“Jadi kapan rencananya?” Devan bertanya penasaran, pagi itu ia memutuskan mengunjungi Ibunda sebelum berangkat kerja.
“Apanya?” Aini berkata cuek. Matanya tak beralih dari layar di hadapannya. Sesekali tekikik membaca pesan BBM.
“Kamu dan Radit … .“ Devan mendekati adiknya sembari membawa secangkir kopi yang telah dibuatkan Lolita, istrinya.
Dia meraih koran yang tergeletak di atas meja ruang tamu dan membolak balik halamannya. Di salah satu halaman koran itu tertulis sebuah headline besar ‘PENCURIAN’. Ia baru saja akan membacanya ketika mendengar Aini berkata,
“Sesegera mungkin, Mas. Mumpung ga ada dia.” Aini mengalihkan pandangan lantas menunjukkan cengiran lebar ketika Devan menatapnya heran.

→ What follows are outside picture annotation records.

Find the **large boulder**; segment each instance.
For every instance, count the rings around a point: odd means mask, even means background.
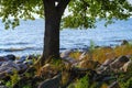
[[[23,63],[26,59],[28,56],[22,56],[19,59],[15,61],[16,64]]]
[[[45,64],[41,67],[38,75],[44,78],[51,78],[57,74],[57,68],[51,64]]]
[[[118,81],[112,82],[108,88],[121,88]]]
[[[82,61],[87,55],[87,52],[84,52],[80,56],[79,56],[79,61]]]
[[[13,54],[9,54],[9,55],[7,55],[4,57],[7,57],[10,61],[15,61],[15,56]]]
[[[124,73],[131,72],[132,70],[132,61],[130,59],[128,63],[125,63],[122,67],[121,70]]]
[[[61,80],[62,80],[62,74],[58,74],[57,76],[46,79],[42,81],[37,88],[59,88],[61,87]]]
[[[16,70],[20,70],[20,67],[19,67],[16,64],[14,64],[13,62],[11,62],[11,61],[4,62],[4,63],[1,65],[1,67],[12,67],[12,68],[14,68],[14,69],[16,69]],[[0,68],[1,68],[1,67],[0,67]]]
[[[96,69],[100,64],[95,61],[81,61],[78,63],[80,68]]]
[[[61,54],[61,57],[62,57],[62,58],[69,57],[70,53],[73,53],[73,50],[64,51],[64,52]]]
[[[129,42],[128,42],[127,40],[123,40],[123,41],[121,42],[121,45],[127,45],[127,44],[129,44]]]

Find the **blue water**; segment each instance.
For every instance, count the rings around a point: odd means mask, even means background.
[[[4,30],[0,20],[0,56],[7,54],[29,55],[42,54],[44,21],[21,21],[15,30]],[[61,31],[61,51],[66,48],[87,48],[90,41],[99,46],[120,45],[122,40],[132,41],[132,19],[117,21],[103,26],[103,21],[96,29]]]

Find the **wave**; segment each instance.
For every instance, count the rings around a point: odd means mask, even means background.
[[[10,48],[0,48],[2,52],[20,52],[26,50],[33,50],[34,47],[10,47]]]
[[[29,43],[18,42],[18,43],[6,43],[4,45],[26,45]]]

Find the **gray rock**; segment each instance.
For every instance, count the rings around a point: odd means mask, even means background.
[[[52,79],[46,79],[42,81],[37,88],[59,88],[61,87],[61,80],[62,80],[62,74],[58,74]]]
[[[73,50],[67,50],[67,51],[65,51],[65,52],[63,52],[62,54],[61,54],[61,57],[62,58],[66,58],[66,57],[68,57],[69,56],[69,54],[73,52]]]
[[[85,57],[86,57],[86,54],[87,54],[87,52],[84,52],[84,53],[79,56],[79,61],[81,61],[82,58],[85,58]]]
[[[16,59],[15,63],[20,64],[23,63],[26,59],[26,56],[22,56],[20,59]]]
[[[129,44],[129,42],[127,40],[123,40],[121,43],[121,45],[127,45],[127,44]]]
[[[14,61],[15,59],[15,56],[13,54],[9,54],[9,55],[7,55],[4,57],[7,57],[10,61]]]
[[[110,64],[110,67],[113,69],[120,69],[120,67],[122,67],[127,62],[129,62],[129,58],[127,56],[120,56]]]
[[[102,66],[109,66],[114,59],[106,59]]]
[[[8,88],[8,87],[6,87],[6,86],[1,85],[1,86],[0,86],[0,88]]]
[[[20,72],[28,69],[28,65],[25,64],[18,64],[18,66],[20,67]]]
[[[12,67],[12,68],[15,68],[16,70],[20,70],[20,67],[14,64],[13,62],[9,61],[9,62],[4,62],[1,67]]]
[[[118,81],[112,82],[108,88],[121,88]]]
[[[24,61],[23,64],[25,64],[25,65],[33,65],[33,61],[32,59]]]
[[[9,61],[7,57],[0,56],[0,62],[7,62]]]
[[[131,72],[132,70],[132,61],[130,59],[128,63],[125,63],[122,67],[121,70],[123,72]]]

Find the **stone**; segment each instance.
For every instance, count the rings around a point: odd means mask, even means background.
[[[112,62],[113,59],[106,59],[102,66],[109,66]]]
[[[6,87],[4,85],[1,85],[0,88],[8,88],[8,87]]]
[[[28,56],[22,56],[19,59],[15,61],[15,64],[23,63],[26,59]]]
[[[32,59],[28,59],[28,61],[24,61],[23,64],[25,64],[25,65],[33,65],[33,61]]]
[[[95,61],[81,61],[78,64],[80,68],[89,68],[89,69],[96,69],[99,65],[100,64]]]
[[[25,64],[18,64],[18,66],[20,67],[20,72],[28,69],[28,65],[25,65]]]
[[[112,82],[108,88],[121,88],[118,81]]]
[[[61,54],[61,57],[62,58],[66,58],[66,57],[68,57],[69,56],[69,54],[73,52],[73,50],[66,50],[65,52],[63,52],[62,54]]]
[[[77,61],[75,58],[72,58],[72,57],[65,57],[63,59],[66,61],[66,62],[68,62],[68,63],[70,63],[70,64],[77,63]]]
[[[52,66],[51,64],[45,64],[43,67],[41,67],[40,76],[51,78],[57,74],[57,68]]]
[[[0,62],[7,62],[9,61],[7,57],[0,56]]]
[[[127,45],[127,44],[129,44],[129,42],[127,40],[123,40],[121,43],[121,45]]]
[[[59,88],[61,87],[61,80],[62,80],[62,74],[58,74],[57,76],[46,79],[42,81],[37,88]]]
[[[82,58],[86,57],[86,54],[87,54],[87,52],[84,52],[84,53],[79,56],[79,61],[82,61]]]
[[[120,56],[110,64],[110,68],[120,69],[120,67],[122,67],[127,62],[129,62],[129,58],[127,56]]]
[[[20,70],[20,67],[14,64],[13,62],[9,61],[9,62],[4,62],[1,67],[12,67],[12,68],[15,68],[16,70]]]
[[[121,70],[124,73],[132,70],[132,61],[130,59],[128,63],[125,63],[122,67]]]
[[[7,57],[10,61],[14,61],[15,59],[15,56],[13,54],[9,54],[9,55],[7,55],[4,57]]]

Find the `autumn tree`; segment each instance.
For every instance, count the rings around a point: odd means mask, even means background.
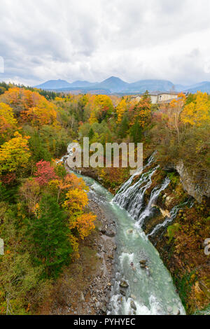
[[[210,123],[210,99],[206,92],[198,92],[181,113],[181,120],[191,126]]]
[[[127,108],[128,106],[127,106],[126,99],[124,97],[122,97],[122,99],[121,99],[121,101],[120,102],[120,103],[116,107],[116,113],[118,115],[118,120],[117,120],[118,123],[121,122],[122,119],[123,118],[123,114],[127,110]]]
[[[16,132],[14,138],[0,147],[0,174],[19,173],[27,167],[31,153],[28,146],[29,137]]]
[[[42,197],[39,209],[39,215],[29,227],[35,247],[34,260],[43,264],[48,276],[57,276],[62,266],[70,262],[72,252],[66,215],[48,194]]]
[[[1,138],[4,139],[10,137],[18,122],[14,118],[13,109],[4,103],[0,103],[0,134]]]
[[[90,123],[102,122],[107,120],[113,112],[113,106],[110,97],[107,95],[97,95],[91,111]]]
[[[57,176],[54,168],[50,162],[41,160],[36,164],[36,172],[35,172],[36,181],[42,186],[47,184],[50,181],[56,178]]]

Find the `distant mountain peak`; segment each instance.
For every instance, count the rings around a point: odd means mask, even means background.
[[[210,83],[203,81],[190,86],[182,85],[174,85],[173,83],[167,80],[147,79],[140,80],[132,83],[127,83],[117,76],[110,76],[101,83],[90,83],[86,80],[77,80],[71,83],[65,80],[49,80],[41,85],[36,86],[38,88],[46,90],[55,90],[57,91],[80,90],[80,92],[92,92],[98,93],[99,90],[104,93],[120,93],[120,94],[141,94],[146,90],[155,92],[170,92],[174,90],[177,91],[186,90],[196,92],[197,90],[210,92]]]

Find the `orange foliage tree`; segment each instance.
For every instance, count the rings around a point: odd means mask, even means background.
[[[10,136],[17,126],[13,109],[4,103],[0,103],[0,134],[3,138]]]
[[[31,153],[28,146],[29,137],[22,136],[19,132],[15,137],[4,143],[0,148],[0,173],[18,172],[26,169]]]
[[[185,106],[181,120],[192,126],[210,123],[210,99],[206,92],[196,94],[195,100]]]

“Serius?” Devan mulai tertarik dengan jawaban Aini. Ujung alis kirinya terangkat membentuk ekspresi jenaka.
“Duarius malah. Aku terlanjur sakit hati sama dia. Moga aja tu orang ga bakal balik lagi ke rumah ini!” Aini berdecak kesal. Perhatiannya kembali teralih ke smartphonenya. Kue bolu yang tadi dibawanya hampir tidak tersentuh sama sekali.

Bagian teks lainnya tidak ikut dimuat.